Imagine a city, its skyline punctuated by minarets, Mogul-style domes and skyscrapers, its colorful, food-stall-lined streets shaded by a leafy canopy of banyan trees. To fully connect with locals, join them in two of their favorite pastimes: shopping and eating. Malaysian consumer culture achieves its zenith in KL, where you could spend all day browsing glitzy air-conditioned malls such as Pavilion Kuala Lumpur, Suria KLCC and Mid Valley Megamall in search of designer fashion and bargains. For such a frenetic city, KL has an uncanny way of charming its visitors, particularly the sheer variety of delicious dining options that reflect the very best of Malaysian cuisine. An essential part of the vibrant mix are the incense-wreathed, colorfully adorned mosques and temples of the country’s Malay, Chinese and Indian communities.
Cameron Highlands is the country’s largest and most popular hill station, with a consistently pleasant climate, rolling hills, lush tea plantations, and distinctively colonial character. In Malaysia's largest hill-station area, the breeze is freshened by eucalyptus, fuzzy tea plantations roll into the distance, and strawberry farms snooze under huge awnings.
From north to south, the Cameron Highlands roughly encompass Tringkap, Brinchang, Tanah Rata, Ringlet and their surrounds. This fresh climate inspires convoys of visitors to pick strawberries and sip tea here each weekend. The highlands' combination of genteel tea culture, hiking trails and mild temperatures is irresistible. With eco-conscious trekking, unexplored forests and some interesting temples, there is serenity to be found amid the touristic hubbub.
Borneo’s most sophisticated city brings together a kaleidoscope of cultures, crafts and cuisines. The bustling streets – some very modern, others with a colonial vibe – amply reward visitors with a penchant for aimless ambling. Chinese temples decorated with dragons abut shop houses from the time of the White Rajahs, a South Indian mosque is a five-minute walk from stalls selling half-a-dozen Asian cuisines, and a landscaped riverfront park attracts families out for a stroll and a quick bite. Kuching’s other huge asset is its day-trip proximity to a dozen first-rate nature sites.

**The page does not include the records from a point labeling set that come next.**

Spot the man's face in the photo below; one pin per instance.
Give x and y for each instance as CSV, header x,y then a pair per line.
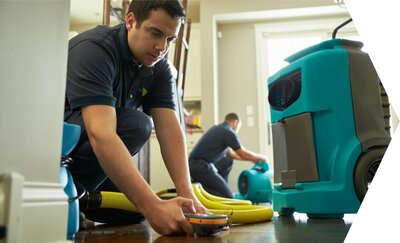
x,y
237,125
151,40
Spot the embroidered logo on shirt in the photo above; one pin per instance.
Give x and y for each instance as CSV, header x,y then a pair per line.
x,y
144,92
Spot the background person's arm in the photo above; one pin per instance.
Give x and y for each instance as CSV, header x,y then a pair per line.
x,y
165,216
244,154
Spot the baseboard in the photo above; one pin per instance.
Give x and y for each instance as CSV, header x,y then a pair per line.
x,y
32,211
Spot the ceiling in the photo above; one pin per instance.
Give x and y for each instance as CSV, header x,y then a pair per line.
x,y
85,12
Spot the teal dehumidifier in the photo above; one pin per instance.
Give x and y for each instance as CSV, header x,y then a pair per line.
x,y
330,128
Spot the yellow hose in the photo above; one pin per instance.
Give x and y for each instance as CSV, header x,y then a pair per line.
x,y
116,200
246,216
223,200
238,212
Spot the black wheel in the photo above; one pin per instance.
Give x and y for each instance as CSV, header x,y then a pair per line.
x,y
366,167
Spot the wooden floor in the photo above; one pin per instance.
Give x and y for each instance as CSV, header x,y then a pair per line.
x,y
297,228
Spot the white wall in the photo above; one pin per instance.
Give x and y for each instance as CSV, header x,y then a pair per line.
x,y
33,47
229,72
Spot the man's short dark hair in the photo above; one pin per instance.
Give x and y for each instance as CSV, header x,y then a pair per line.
x,y
231,117
142,8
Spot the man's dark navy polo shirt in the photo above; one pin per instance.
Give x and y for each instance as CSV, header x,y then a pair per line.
x,y
101,70
214,144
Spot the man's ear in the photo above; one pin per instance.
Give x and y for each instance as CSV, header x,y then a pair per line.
x,y
130,21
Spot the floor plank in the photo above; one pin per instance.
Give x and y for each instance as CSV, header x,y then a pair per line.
x,y
297,228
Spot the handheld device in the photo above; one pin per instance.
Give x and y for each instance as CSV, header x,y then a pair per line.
x,y
207,224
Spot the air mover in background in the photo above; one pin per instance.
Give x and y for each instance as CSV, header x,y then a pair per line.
x,y
330,129
255,184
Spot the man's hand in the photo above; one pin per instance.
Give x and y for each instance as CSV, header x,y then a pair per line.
x,y
196,203
167,217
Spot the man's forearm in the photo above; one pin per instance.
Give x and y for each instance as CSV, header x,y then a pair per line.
x,y
117,163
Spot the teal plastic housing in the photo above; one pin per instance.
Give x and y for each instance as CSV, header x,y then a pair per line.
x,y
325,96
255,184
71,134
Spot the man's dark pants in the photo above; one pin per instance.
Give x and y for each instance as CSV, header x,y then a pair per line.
x,y
134,128
212,176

Combine three distinct and ancient cultures, indigenous and colonial architecture, and embellish with some of the best food in Southeast Asia, and you have the irresistible urban cocktail that is George Town.
Most impressive is the movie set–like mishmash of the city's buildings, people and culture; you find Chinese temples in Little India and mosques in Chinatown, and Western-style skyscrapers and shopping complexes gleaming high above British Raj–era architecture.
The eclectic jumble makes this a city that rewards explorers. Get lost in the maze of chaotic streets and narrow lanes, past shrines decorated with strings of paper lanterns and fragrant shops selling Indian spices; or enjoy George Town's burgeoning street art scene, its modern cafes and fun bars.
The Kinabatangan River is Sabah's longest: 560km of brown water, coiling like the serpents that swim its length far into the Bornean interior. Riverine forest creeps alongside the water, swarming with wildlife that flee ever-encroaching palm-oil plantations. Lodges are tastefully scattered along the banks, while home-stay programs pop up with the frequency of local monkeys.
Dozens of tin boats putter along the shores offering tourists the opportunity to have a close encounter with a wild friend. This is the only place in Sabah where you can find a concentration of 10 primates including: orangutan, Bornean gibbon, long-tailed and short-tailed macaque, three kinds of leaf monkey, western tarsier, slow loris and proboscis monkey. Add to this eight different kinds of hornbill, herds of pygmy elephants, crocs, wild boar and a clouded leopard.